Tuesday, October 11, 2011

Primary Sourcing

Nicholas Cook writes about the "Beethovenian model of the authoritative edition" (Cook p.89) as it developed as an ideal for score-writers and performers alike. Composers began finding their pieces more complicated than the score would allow and took it upon themselves to elaborate on the engraving conventions at the time. Musicians, likewise were met with rising standards in maintaining the integrity of the score and conveying the specifics of the music to the audience.

It is an unfortunate reality that our records of music aren't always perfect; multiple editions of pieces are actually quite common and are generally well received, especially in the notorious cases of Stravinsky and Liszt. The transcendental romantic ideal prompted the desire for the 'best' transcription, one they would feel comfortable leaving in the hands of history. Little did they realize the many versions of their pieces would actually end up preserved, and in some cases performed as pieces in their own right.

This practice of publishing revised editions comes as a response to a once-basic truth: notation is the only way to preserve and communicate music. Living in the age of recording technology, this is no longer the case. Notation software, forums and blogs, youtube and other social media websites are changing the way humans pass on their music. It is now very easy and affordable to arrange music and distribute sheet music, necessary for live performance.

It is interesting to listen to recordings of composers playing their own pieces. Hear Rachmaninoff playing: Rachmaninoff piano concerto no. 2.

While the recording quality is not pristine, you can still hear details in the piano playing. While enjoyable to listen to, I would not go so far as to suggest it is the definitive recording of the piece. Rather, it is one of many versions which come from informed study in the classical tradition of interpreting works. Likewise, it calls attention to the context in which a piece is composed--be it by the composer for their own performance, like Liszt or Bach, or for other people (Tchaikovsky's piano concerto for someone else, as he could not play the piano virtuosically). As Rachmaninoff plays expressively, we are allowed a glimpse into his compositional process as he phrases the melodies just as he intended (ignoring the massive amount of sound data lost in early recording).

Indeed, the high quality recording technology of today allows us to generate accurate representations and reproductions of musical ideas. Tools like the internet and social media allow communication of these ideas on a grand scale reliably and affordably. This phenomena will alter the development of all types of music and how it is received by audiences.

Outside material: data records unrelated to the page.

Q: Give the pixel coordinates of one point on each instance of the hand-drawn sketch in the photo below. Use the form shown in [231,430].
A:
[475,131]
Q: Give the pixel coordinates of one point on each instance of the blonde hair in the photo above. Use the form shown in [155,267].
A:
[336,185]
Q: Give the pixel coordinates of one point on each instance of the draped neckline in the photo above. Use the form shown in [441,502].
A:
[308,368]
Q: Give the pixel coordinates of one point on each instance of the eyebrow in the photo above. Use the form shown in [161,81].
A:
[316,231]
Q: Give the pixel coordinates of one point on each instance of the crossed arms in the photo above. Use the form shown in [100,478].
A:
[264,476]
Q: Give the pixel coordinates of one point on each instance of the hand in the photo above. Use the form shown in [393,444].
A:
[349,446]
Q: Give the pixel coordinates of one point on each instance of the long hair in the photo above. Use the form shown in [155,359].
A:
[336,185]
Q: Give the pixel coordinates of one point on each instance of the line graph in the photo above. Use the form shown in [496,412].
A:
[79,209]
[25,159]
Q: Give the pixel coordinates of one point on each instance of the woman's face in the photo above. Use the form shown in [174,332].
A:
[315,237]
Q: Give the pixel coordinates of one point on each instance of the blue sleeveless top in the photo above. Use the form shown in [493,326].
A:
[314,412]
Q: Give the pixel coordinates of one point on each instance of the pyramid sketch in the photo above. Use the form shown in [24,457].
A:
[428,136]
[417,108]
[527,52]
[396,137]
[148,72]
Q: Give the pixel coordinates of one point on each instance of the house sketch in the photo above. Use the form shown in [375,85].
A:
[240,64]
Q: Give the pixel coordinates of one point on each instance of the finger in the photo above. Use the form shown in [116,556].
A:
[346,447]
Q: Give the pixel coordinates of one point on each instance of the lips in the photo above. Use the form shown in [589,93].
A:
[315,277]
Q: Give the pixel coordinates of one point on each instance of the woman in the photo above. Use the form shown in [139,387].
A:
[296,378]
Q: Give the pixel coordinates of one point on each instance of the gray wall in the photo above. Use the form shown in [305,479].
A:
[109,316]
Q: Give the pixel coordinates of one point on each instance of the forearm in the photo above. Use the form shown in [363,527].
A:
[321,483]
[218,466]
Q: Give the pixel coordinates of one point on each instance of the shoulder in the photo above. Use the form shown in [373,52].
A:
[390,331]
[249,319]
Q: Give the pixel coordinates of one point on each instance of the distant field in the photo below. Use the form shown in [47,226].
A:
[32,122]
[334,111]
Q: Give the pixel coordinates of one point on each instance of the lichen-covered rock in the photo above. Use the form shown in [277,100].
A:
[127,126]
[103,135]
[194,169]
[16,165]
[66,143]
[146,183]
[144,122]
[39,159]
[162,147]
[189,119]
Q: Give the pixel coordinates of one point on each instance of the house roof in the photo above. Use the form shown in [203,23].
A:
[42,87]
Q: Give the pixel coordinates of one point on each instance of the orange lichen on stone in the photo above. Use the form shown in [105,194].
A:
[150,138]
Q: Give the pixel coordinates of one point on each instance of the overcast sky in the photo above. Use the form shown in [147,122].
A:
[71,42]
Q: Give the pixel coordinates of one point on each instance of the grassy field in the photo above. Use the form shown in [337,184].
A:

In closing, consider modern composers such as Nico Muhly. While composing for and participating in live music productions, he publishes scores for performable works. On the other hand, he is also credited as a recording artist and for creating hard copies of his conceptions. Right away, we are given the "authoritative edition" musicologists have been searching for. This primary sourcing will serve to help future generations study the music being composed today.